4. Implement a vendor risk-management program. Understand who your vendors are and what they do with your data.
5. Create a three-year strategy, and align it with your business operations. Security is a guardrail, not a roadblock.
6. Perform an inventory assessment of your security team's skills to identify possible resource gaps or team misalignments. Ask for funding, and reorganize if necessary.
7. Overcommunicate. Set quarter-over-quarter expectations. Communicate your baseline and goals to the board and executive teams -- and, most importantly, to the teams responsible for achieving your goals.
8. Be prepared for an eventual breach. Document and implement incident response plans, and test them.
9. Implement ongoing employee security awareness training. Establish a culture of "see something, say something."
10. Remember that no one is ever completely able to mitigate their risk; that's why I believe it's critical to purchase the right cyber insurance policy. That said, cyber risk insurance in itself is not a strategy.

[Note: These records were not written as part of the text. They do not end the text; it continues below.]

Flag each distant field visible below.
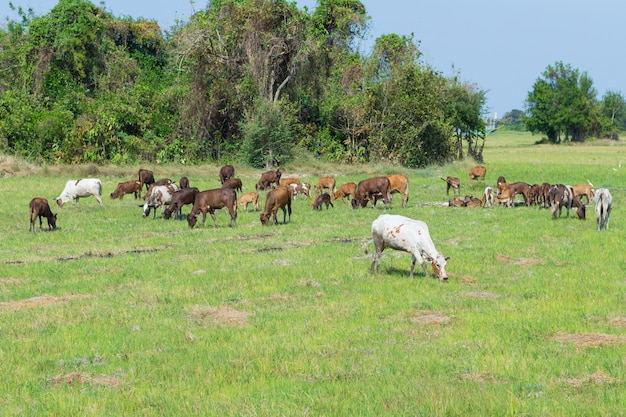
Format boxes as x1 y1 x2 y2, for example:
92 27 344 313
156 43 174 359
0 132 626 416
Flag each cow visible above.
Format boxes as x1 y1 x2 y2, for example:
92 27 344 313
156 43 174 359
256 169 282 191
237 192 259 212
549 184 586 220
311 193 335 211
139 184 178 219
259 187 291 226
315 176 336 194
387 174 409 207
469 166 487 181
28 197 57 233
55 178 102 208
222 178 243 192
219 165 235 184
110 180 141 200
352 177 391 209
163 187 200 220
441 177 461 196
187 188 237 229
593 188 613 232
370 214 449 281
137 168 154 194
572 180 595 204
331 182 356 201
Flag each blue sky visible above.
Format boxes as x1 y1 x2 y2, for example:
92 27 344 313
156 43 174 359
0 0 626 117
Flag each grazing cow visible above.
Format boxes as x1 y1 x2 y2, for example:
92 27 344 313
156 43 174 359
594 188 613 231
259 187 291 226
549 184 586 220
387 174 409 207
139 184 178 219
352 177 391 209
137 168 154 191
315 177 336 194
55 178 102 208
481 187 494 207
256 169 282 191
163 187 200 220
442 177 461 196
187 188 237 229
469 166 487 181
311 193 335 211
331 182 356 201
222 178 243 192
28 197 57 233
220 165 235 184
572 180 595 204
111 180 141 200
237 192 259 212
370 214 448 281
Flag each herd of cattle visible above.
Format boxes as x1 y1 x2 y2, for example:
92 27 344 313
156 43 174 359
29 165 612 280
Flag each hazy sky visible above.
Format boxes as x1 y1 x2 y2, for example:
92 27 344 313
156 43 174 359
0 0 626 117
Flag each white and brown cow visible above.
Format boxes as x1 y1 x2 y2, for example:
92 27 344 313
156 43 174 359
370 214 448 281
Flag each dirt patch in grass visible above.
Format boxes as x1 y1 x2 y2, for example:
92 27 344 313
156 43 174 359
554 332 626 349
189 306 249 327
52 372 122 389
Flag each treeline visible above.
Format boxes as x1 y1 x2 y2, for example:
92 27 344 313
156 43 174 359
0 0 485 167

Tackling this list sounds like a daunting challenge. It's not as tough as it sounds, though. The U.S. government and industry-designed NIST Cybersecurity Framework (CSF) takes most of the guesswork out of what is important and how you can implement protective measures. Another benefit to aligning with an industry-leading framework is that you can quickly pivot and comply with the multitude of U.S. and other government regulatory requirements (including HIPAA, GDPR, PCI DSS and others). I'm not a big advocate of compliance for the sake of compliance, and that's why I believe the CSF provides the basic security standards, guidelines and best practices you need to achieve a "compliant" best-in-class security program.
So, get ready for 2020 and beyond. Kick off the year right with a sound cybersecurity strategy and a company that's in full alignment.